Мое собственное сердце – то, что в груди, не на руке – билось невпопад, то пропуская удары, то несясь вскачь. То, что на руке, становилось горячее с каждой секундой. И не сбивалось с ритма.
Мне все же удалось закрыть глаза. Под веками полыхнуло огнем, наползло красное марево. Чувствовать жжение было невыносимо; я с трудом приподняла отяжелевшие веки.
Теперь бабушкино окно было прямо напротив. Рама к раме.
В столице, в рабочих кварталах, низкорослые домики ютятся по обочинам узких улиц. Они стоят так близко, что днем перекрывают друг другу свет. Чтобы попросить соль или перец у соседа, нужно всего лишь распахнуть ставни, постучать кочергой или кухонной лопаткой по стеклу окна дома напротив. А некоторые и вовсе могут дотянуться рукой, главное, не вывалиться.

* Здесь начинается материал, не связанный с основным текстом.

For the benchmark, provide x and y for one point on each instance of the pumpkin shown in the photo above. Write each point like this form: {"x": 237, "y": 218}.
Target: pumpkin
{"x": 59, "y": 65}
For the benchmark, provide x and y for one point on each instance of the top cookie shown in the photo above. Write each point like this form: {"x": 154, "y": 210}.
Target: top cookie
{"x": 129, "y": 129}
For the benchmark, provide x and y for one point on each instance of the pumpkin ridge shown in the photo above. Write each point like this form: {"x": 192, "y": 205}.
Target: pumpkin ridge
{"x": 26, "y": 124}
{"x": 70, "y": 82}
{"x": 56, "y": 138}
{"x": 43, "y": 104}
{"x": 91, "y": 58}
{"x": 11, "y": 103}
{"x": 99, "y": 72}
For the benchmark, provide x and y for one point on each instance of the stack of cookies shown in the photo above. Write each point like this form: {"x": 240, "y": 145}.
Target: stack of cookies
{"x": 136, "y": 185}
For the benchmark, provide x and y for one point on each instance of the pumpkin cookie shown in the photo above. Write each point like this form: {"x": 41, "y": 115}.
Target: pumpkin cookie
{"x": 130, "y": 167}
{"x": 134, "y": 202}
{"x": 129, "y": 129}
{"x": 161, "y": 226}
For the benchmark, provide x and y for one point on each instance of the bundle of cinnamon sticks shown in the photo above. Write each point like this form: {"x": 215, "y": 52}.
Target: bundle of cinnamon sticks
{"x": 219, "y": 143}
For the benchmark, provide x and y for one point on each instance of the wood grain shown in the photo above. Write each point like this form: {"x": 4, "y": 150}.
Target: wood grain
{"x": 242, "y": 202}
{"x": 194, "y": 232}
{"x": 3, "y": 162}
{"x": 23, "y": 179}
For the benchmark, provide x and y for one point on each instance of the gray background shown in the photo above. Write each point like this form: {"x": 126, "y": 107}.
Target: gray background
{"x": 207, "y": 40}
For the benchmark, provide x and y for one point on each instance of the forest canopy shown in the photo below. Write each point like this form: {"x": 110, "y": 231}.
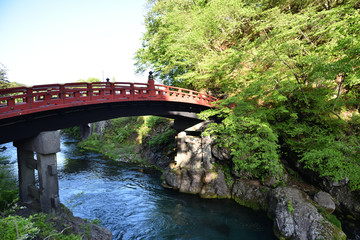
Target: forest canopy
{"x": 289, "y": 70}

Хотя даже падать недалеко – мимо бельевых веревок, на коробки и ящики, солому и старую мебель, от которой избавились хозяева, но которую еще не успели растащить бедняки.
И теперь я словно оказалась в таком доме. Северная башня выросла перед глазами. Мутное окно слепо мигало – видимо, за ним, на подоконнике, дрожало свечное пламя.
Я почувствовала себя мотыльком, мечтающим о солнце. Оперлась о подоконник, перенесла вес на руки, подобралась, села. Свесила ноги. Холодный воздух вцепился в стопы, прошелся по голеням. Словно зачарованная, я протянула руку.
Подо мной не было веревок, ящиков, мебели и соломы: только пустота, каменный мешок внутреннего двора. Упадешь на дно – сломаешься, рассыплешься на составные, растечешься по плитке. Я жила высоко, очень высоко, бабушка – еще выше, и ее башня казалась узкой издалека.